In una riunione con gli Ulema nell’ avvicinarsi dei dieci giorni di lutto dell’ Ashura, che inizia Sabato sera (martirio dell’Imam Hussein), in merito ai fatti di Brital e Assal al-Ward, riferendosi alle offensive dei terroristi in queste regioni, Nasrallah ha parlato di “un errore rettificato”.

Il leader di Hezbollah ha sottolineato, in questo contesto, “unità tra musulmani , necessaria più che mai e lontana da qualsiasi provocazione, evidenziando inoltre la necessità di “avere un Islam nobile e luminoso totalmente opposto a quello sostenuta dal Daesh e dai suoi alleati”. Nasrallah ha poi fatto appello anche per la partecipazione di massa alle commemorazioni dell’ Ashura.
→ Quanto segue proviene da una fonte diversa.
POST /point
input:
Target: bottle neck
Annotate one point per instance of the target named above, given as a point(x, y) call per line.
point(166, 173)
“La situazione della sicurezza è quasi sotto il controllo totale.” Ma in caso di una falla nella sicurezza non significa un fallimento, “il più grande paese del mondo non può pretendere un controllo al 100% “, ha spiegato il leader di Hezbollah.

Per quanto riguarda la sua ultima visita alla Bekaa, ha affermato che è andato nella regione a sincerarsi dei progressi conseguiti. “Ho appreso – ha detto – della situazione sul terreno e ho camminato a piedi per diversi chilometri tra le posizioni (militari). Vi assicuro che la nostra posizione è molto forte nel settore, ed i nostri preparativi sono a buon punto e siamo pronti a contrastare qualsiasi loro attacco. I Takfiri assediati sono incapaci di invadere qualsiasi regione della Bekaa.”
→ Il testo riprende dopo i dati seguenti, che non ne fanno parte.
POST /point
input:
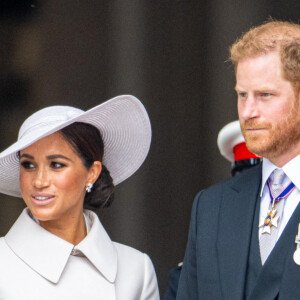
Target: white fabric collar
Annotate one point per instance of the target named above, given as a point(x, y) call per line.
point(48, 254)
point(291, 169)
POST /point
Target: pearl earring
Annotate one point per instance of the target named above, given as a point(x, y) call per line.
point(89, 187)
Nasrallah è stato chiaro: “I gruppi armati sono di fronte a due scelte, o morire di freddo o fuggire con abiti civili in Libano o in Siria. Siamo convinti di giorno in giorno della nostra lotta in Siria per proteggere il Libano. Siamo ora nel centro della resistenza in una posizione di forza. Quando i piani dei sono stati sventati nemici significa che abbiamo vinto. Anche se la lotta per la vittoria finale è ancora lunga. Al momento abbiamo un’occasione d’oro per rompere il piano takfirista.”

Il segretario generale di Hezbollah ha inoltre evidenziato che il conflitto in Siria non è progettato per rovesciare il presidente Bashar Assad, ma per ridisegnare una nuova mappa della regione: “Mantenere Daesh è nell’interesse degli Stati Uniti e la Turchia”. La guerra condotta dalla coalizione arabo-occidentale contro il Daesh mira a “tagliargli le unghie” e non oltrepassa nessuna linea rossa. Secondo Nasrallah “i raid sono che stati condotti dalla coalizione contro Daesh non equivalgono ad una giornata di incursioni di” Israele “contro il Libano durante la guerra del 2006.”

“Gli Stati Uniti  – ha concluso – utilizzano Daesh come spaventapasseri per ricattare i paesi della regione e imporre la loro egemonia tra cui Siria e Iraq.”